«Он всегда казался печальным», — мечтательно вздохнула подруга. «И мягким», — добавила другая. «Скажи лучше — тютей», — поставил точку в характеристике любимого артиста трезвомыслящий друг. Таким мы знали Басилашвили по «Вокзалу для двоих», «Небесам обетованным», «Осеннему марафону». И как же мы ошибались! Он, возможно, и такой тоже, и в то же время — другой. Совершенно. Но не Мерзляев из «Бедного гусара» или Самохвалов из «Служебного романа»
Встреча с артистом произошла после спектакля «Костюмер», который труппа Большого Драматического театра привезла в Челябинск, где в финале герой Олега Валерьяновича — знаменитый английский актер сэр Джон — умирает. А наш любимый артист, отмечающий в будущем году свой семидесятилетний юбилей, образец интеллигента старой москово-питерской школы, метал громы и молнии, горячился, негодовал, обрушая на интервьюера шквал своей бешеной энергии. И постепенно выяснилось, что Олег Басилашвили — человек, который стремится переделать мир.

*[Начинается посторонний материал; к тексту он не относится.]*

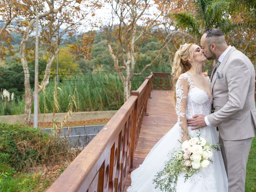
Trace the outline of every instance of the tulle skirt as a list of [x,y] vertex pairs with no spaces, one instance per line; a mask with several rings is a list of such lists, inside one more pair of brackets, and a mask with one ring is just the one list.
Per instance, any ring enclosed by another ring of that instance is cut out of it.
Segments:
[[[218,142],[216,128],[206,127],[200,130],[190,130],[193,137],[200,133],[201,136],[208,142],[216,144]],[[155,188],[153,182],[154,176],[164,168],[165,162],[169,159],[168,154],[174,148],[180,146],[181,140],[179,125],[176,123],[152,148],[140,166],[132,172],[132,183],[128,192],[160,192]],[[176,187],[177,192],[227,192],[228,178],[223,160],[220,151],[215,151],[212,160],[213,163],[204,169],[200,168],[198,174],[194,174],[186,182],[184,175],[179,176]]]

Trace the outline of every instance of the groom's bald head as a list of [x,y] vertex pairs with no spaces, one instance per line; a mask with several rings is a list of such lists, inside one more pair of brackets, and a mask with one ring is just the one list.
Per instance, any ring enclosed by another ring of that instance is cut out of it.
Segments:
[[208,46],[210,46],[212,44],[216,45],[226,44],[225,34],[219,29],[208,29],[205,31],[204,35],[205,35]]
[[208,29],[201,38],[202,51],[208,59],[218,58],[227,48],[225,34],[219,29]]

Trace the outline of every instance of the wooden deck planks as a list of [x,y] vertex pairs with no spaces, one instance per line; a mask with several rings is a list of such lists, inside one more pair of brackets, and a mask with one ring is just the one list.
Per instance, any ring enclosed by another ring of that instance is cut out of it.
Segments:
[[170,91],[154,90],[148,103],[140,138],[134,153],[134,166],[130,169],[124,191],[130,185],[130,173],[141,164],[150,150],[177,122],[173,94]]

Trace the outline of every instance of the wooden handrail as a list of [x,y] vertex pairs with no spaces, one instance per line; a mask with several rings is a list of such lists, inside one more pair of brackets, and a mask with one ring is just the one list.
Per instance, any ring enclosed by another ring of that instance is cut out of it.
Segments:
[[153,74],[89,143],[47,192],[123,191],[146,112]]
[[171,90],[172,89],[173,75],[170,73],[153,72],[153,89]]

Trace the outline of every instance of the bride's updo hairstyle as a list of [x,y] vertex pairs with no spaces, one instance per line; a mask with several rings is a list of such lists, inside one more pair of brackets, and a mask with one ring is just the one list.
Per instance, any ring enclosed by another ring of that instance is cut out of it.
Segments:
[[[191,48],[192,43],[187,44],[185,43],[180,46],[180,49],[177,51],[175,54],[174,59],[172,65],[172,74],[174,76],[173,80],[174,85],[174,101],[176,103],[176,90],[175,85],[180,76],[193,67],[196,69],[197,66],[194,61],[194,52]],[[193,62],[191,63],[188,61],[188,59],[192,58]]]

Мне решать, когда уйти на свалку. Мне — не тебе!
«Я боюсь последней сцены», — по-стариковски жалуется сэр Джон своему костюмеру, — «когда мне надо будет вынести на руках мертвую орделию и плакать, выть как ветер, тихонько положить ее на землю и… умереть. Хватит ли у меня сил умереть?..»
— Какая печальная пьеса. И часто вам приходилось умирать на сцене?

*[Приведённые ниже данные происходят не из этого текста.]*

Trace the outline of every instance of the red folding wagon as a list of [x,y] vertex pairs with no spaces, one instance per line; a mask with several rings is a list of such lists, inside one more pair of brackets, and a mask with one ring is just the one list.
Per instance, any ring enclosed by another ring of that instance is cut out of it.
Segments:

— Приходится. Сколько раз — не считал.
— Не страшно?
— Еще как страшно.
— Вы не суеверны на сей счет?
— А как же.
— Какие еще суеверия существуют у Олега Басилашвили?
— Места есть всякие, по которым не хожу в Питере. Площади, на которые нельзя ступать ногой, прочие глупости…
— А вы любите жизнь?
— Как все. аждый человек любит жизнь. аждый боится умереть. аждый цепляется за жизнь, как только может.
— А что вас цепляет в жизни?
— Жизнь сама по себе прекрасная штука. Человек живет только однажды. Говорят, правда, потом происходит реинкарнация. Но, честно говоря, не очень этому верю.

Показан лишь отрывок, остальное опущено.